In addition to her close work with Suri, Ye cites assistant professor of marketing Elea Feit for her influence on Ye’s knowledge of the quantitative side of marketing. “She’s able to explain complicated things in a very simple way,” she says. An upcoming project will see Ye collaborate with Feit on a conjoint study, looking at tradeoffs between different combinations of product features.
Her primary research interest is in sensory marketing, especially related to color. One recent project, which she presented at the Association of Consumer Research conference in 2018, looks at the color of sale signs: “I wondered, why are they all in red and not another color? Do people associate red with being on sale?” She subsequently devised an experiment using a self-designed flyer contained 16 pairs of prices and product images; on only one, the price is listed in red. “I asked the participants, which product is on sale? I didn’t mention the discount.”

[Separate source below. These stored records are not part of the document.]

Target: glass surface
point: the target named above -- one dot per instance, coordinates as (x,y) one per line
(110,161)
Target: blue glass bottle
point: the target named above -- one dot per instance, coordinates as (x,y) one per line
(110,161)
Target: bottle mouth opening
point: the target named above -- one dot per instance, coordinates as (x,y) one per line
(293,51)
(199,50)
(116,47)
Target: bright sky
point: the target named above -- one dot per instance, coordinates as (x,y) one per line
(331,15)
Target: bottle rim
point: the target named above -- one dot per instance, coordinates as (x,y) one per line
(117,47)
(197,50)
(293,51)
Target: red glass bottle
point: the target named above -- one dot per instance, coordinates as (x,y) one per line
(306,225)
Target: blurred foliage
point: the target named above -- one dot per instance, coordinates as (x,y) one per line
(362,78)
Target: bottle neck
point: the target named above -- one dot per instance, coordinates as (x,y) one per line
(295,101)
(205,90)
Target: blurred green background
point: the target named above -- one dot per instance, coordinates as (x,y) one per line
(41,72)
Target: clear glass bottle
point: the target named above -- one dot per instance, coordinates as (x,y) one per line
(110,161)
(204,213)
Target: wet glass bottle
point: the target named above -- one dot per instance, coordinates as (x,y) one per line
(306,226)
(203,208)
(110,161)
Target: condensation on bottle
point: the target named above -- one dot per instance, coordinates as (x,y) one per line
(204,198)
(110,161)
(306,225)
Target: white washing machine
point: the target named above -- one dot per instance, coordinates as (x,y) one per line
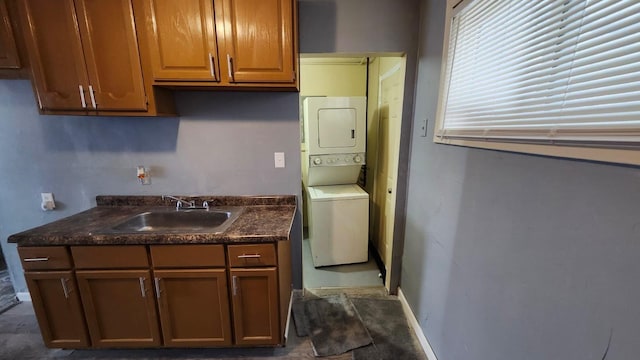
(335,139)
(338,224)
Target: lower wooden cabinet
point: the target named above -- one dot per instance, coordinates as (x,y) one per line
(120,307)
(194,307)
(57,306)
(112,296)
(255,306)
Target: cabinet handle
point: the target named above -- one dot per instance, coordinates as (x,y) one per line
(250,256)
(144,294)
(211,68)
(82,100)
(64,287)
(234,281)
(157,281)
(229,67)
(93,97)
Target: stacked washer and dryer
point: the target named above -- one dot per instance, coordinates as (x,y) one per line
(338,209)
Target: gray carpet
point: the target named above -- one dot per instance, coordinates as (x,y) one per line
(387,324)
(382,316)
(7,294)
(334,325)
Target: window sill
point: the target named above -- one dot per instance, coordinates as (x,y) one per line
(618,156)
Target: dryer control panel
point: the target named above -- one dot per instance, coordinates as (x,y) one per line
(337,160)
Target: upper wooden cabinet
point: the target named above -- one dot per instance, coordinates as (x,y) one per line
(258,43)
(183,40)
(13,56)
(84,56)
(9,58)
(229,43)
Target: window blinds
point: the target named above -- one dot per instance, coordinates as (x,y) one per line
(544,70)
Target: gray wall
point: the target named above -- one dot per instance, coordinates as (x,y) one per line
(217,134)
(511,256)
(222,143)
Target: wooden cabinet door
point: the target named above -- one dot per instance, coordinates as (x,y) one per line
(111,53)
(119,307)
(9,58)
(255,306)
(183,40)
(53,42)
(194,307)
(57,306)
(258,41)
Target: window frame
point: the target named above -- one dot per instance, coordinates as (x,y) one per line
(584,150)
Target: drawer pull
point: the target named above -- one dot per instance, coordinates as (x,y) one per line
(234,281)
(211,67)
(144,294)
(158,288)
(64,287)
(83,102)
(230,67)
(92,96)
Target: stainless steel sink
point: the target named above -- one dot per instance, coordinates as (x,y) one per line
(215,220)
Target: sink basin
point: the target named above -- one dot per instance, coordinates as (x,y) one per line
(178,221)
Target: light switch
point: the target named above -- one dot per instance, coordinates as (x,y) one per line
(423,127)
(48,203)
(278,159)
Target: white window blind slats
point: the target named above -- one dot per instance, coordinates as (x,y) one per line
(544,70)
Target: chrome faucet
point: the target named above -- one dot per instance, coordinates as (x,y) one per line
(180,202)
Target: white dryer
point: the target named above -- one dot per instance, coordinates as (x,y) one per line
(338,224)
(335,139)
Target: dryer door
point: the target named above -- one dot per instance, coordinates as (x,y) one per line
(337,128)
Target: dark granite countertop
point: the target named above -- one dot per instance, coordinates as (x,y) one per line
(263,219)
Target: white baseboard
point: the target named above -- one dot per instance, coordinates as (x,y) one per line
(413,322)
(24,296)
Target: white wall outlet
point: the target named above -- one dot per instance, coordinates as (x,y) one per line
(423,127)
(278,159)
(143,175)
(48,203)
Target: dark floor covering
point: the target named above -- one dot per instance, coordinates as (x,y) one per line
(334,325)
(7,294)
(20,339)
(383,317)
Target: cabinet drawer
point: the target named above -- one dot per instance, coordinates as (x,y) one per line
(110,257)
(252,255)
(181,256)
(44,258)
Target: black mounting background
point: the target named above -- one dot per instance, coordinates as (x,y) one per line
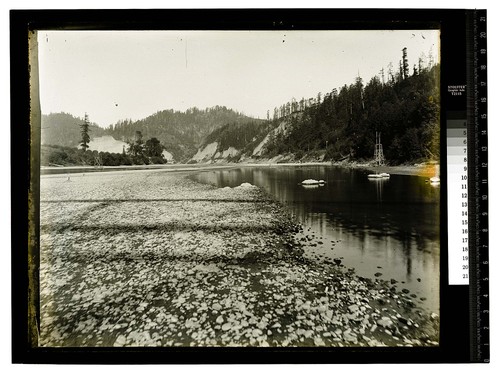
(455,308)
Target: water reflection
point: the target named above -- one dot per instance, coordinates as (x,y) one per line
(389,226)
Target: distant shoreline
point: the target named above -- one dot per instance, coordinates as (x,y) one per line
(423,169)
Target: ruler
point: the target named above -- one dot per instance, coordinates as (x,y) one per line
(479,260)
(478,189)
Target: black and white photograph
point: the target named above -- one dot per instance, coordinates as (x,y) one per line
(239,188)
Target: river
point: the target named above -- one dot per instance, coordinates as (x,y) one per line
(388,228)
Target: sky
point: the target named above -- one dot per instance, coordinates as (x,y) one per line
(116,75)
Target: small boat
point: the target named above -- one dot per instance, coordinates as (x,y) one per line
(379,175)
(310,181)
(435,180)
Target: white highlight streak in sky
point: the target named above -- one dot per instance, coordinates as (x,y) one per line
(115,75)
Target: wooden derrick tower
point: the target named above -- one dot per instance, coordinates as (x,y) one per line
(379,152)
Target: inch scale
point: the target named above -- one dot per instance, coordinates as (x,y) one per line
(467,174)
(479,260)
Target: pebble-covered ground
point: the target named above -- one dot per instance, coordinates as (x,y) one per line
(152,258)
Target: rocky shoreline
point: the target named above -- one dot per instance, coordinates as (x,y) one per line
(155,259)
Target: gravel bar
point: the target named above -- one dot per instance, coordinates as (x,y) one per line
(156,259)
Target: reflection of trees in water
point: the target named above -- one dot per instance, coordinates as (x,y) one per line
(402,207)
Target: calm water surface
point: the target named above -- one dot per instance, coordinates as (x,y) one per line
(376,226)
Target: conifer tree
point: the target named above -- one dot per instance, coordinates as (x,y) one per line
(85,133)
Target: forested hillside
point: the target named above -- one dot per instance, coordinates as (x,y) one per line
(63,129)
(342,123)
(179,132)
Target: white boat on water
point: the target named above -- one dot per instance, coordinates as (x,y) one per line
(378,175)
(435,180)
(311,181)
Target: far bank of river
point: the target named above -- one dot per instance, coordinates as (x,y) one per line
(155,259)
(425,170)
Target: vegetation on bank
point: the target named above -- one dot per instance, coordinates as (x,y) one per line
(343,124)
(337,126)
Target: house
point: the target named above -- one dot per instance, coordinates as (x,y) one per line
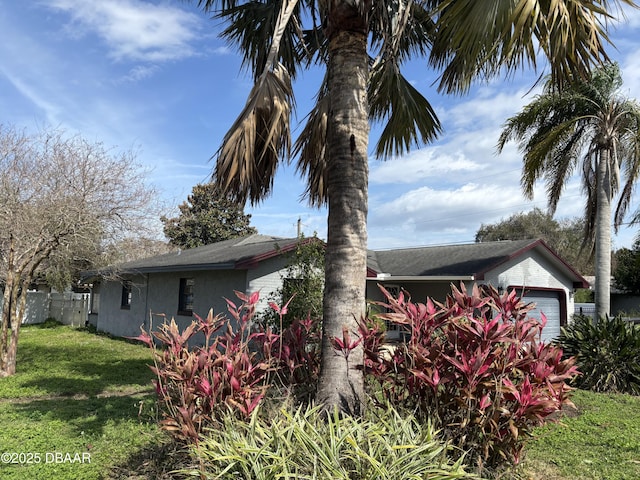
(185,282)
(528,266)
(193,281)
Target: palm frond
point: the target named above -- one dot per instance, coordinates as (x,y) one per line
(257,28)
(410,119)
(310,148)
(479,39)
(259,138)
(401,29)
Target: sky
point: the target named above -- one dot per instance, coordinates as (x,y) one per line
(153,77)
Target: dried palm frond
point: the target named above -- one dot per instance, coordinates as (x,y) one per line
(261,135)
(310,147)
(259,138)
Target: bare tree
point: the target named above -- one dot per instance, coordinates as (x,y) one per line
(62,198)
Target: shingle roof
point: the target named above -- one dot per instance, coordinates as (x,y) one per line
(237,253)
(453,260)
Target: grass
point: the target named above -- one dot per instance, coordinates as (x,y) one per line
(601,442)
(75,393)
(80,393)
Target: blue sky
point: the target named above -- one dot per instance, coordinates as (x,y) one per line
(153,77)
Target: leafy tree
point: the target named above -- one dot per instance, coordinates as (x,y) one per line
(627,268)
(363,44)
(565,237)
(587,125)
(133,248)
(208,216)
(302,285)
(62,198)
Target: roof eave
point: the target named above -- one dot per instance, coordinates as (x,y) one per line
(422,278)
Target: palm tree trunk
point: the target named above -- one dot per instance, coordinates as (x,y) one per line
(341,382)
(603,236)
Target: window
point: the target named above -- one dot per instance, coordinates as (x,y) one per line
(125,301)
(394,290)
(185,299)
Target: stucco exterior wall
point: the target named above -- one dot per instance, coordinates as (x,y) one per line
(535,271)
(155,296)
(531,269)
(266,278)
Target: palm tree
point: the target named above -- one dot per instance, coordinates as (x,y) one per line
(589,125)
(362,44)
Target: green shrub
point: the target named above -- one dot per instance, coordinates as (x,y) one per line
(309,444)
(607,354)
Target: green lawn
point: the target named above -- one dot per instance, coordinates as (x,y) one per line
(601,442)
(74,393)
(81,394)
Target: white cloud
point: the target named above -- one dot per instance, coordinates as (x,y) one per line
(139,72)
(134,29)
(490,106)
(430,162)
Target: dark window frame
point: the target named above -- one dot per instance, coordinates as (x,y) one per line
(185,296)
(126,295)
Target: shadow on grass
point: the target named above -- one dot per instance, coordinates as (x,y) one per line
(160,461)
(89,369)
(88,416)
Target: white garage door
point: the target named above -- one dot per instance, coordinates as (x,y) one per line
(547,302)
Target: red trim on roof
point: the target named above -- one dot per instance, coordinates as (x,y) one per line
(252,262)
(581,281)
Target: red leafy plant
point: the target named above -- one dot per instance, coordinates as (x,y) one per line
(229,366)
(475,364)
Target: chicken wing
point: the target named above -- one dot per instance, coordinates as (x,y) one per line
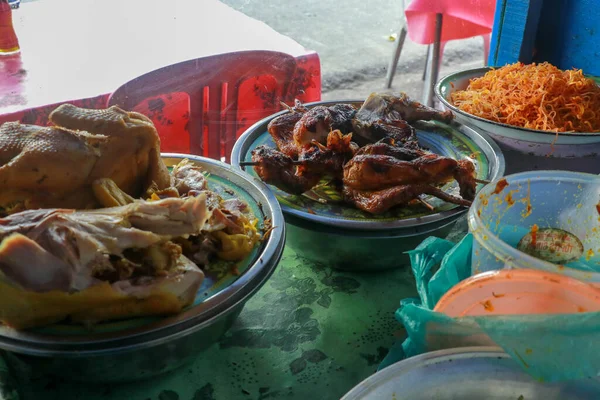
(384,115)
(316,123)
(278,169)
(380,201)
(376,172)
(281,129)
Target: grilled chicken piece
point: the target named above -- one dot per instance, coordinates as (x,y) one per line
(44,167)
(380,201)
(96,265)
(316,123)
(384,115)
(376,172)
(278,169)
(281,129)
(329,159)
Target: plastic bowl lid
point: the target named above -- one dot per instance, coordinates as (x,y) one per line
(519,291)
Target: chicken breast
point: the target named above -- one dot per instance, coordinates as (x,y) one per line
(45,167)
(102,264)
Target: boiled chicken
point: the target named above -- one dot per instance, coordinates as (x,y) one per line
(95,265)
(56,166)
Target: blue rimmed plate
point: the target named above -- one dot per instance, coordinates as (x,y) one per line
(323,204)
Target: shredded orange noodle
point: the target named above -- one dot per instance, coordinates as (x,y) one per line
(534,96)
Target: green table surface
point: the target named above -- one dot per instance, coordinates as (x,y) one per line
(310,333)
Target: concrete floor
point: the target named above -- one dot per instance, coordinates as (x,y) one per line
(352,38)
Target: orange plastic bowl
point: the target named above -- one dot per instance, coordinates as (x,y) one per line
(519,291)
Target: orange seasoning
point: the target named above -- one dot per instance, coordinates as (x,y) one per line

The majority said the red one, and Ye wondered if this trend would have an influence on the surrounding products in the flyer as well. She plans to do experiments using eye-tracking technology to further study people’s perceptions of this phenomenon.
For Ye, new ideas for research topics and experiments seem to come to her all the time. “My undergrad was in history, and I was supposed to be a high school history teacher,” she says. “During my undergrad I was very involved in the arts and entertainment industry, and I worked with a lot of graphic designers, dancers and musicians.”
She first came to the US in 2014 for master’s studies in arts management at Columbia College Chicago and planned on a career as an artist manager, but after a class that touched on behavioral economics, she changed course once again. “I looked up articles, and the more that I read, the more that I felt I want to know much more,” she says.
Ye’s background in the arts has provided her with skill in video and audio editing videos, which she’s used in preparing experiments and in communicating with corporate clients, and she has an eye toward working with visual art students from the Westphal College of Design. As new collaborations come along, she remains open to all kinds of new discoveries: “I think everything is related.”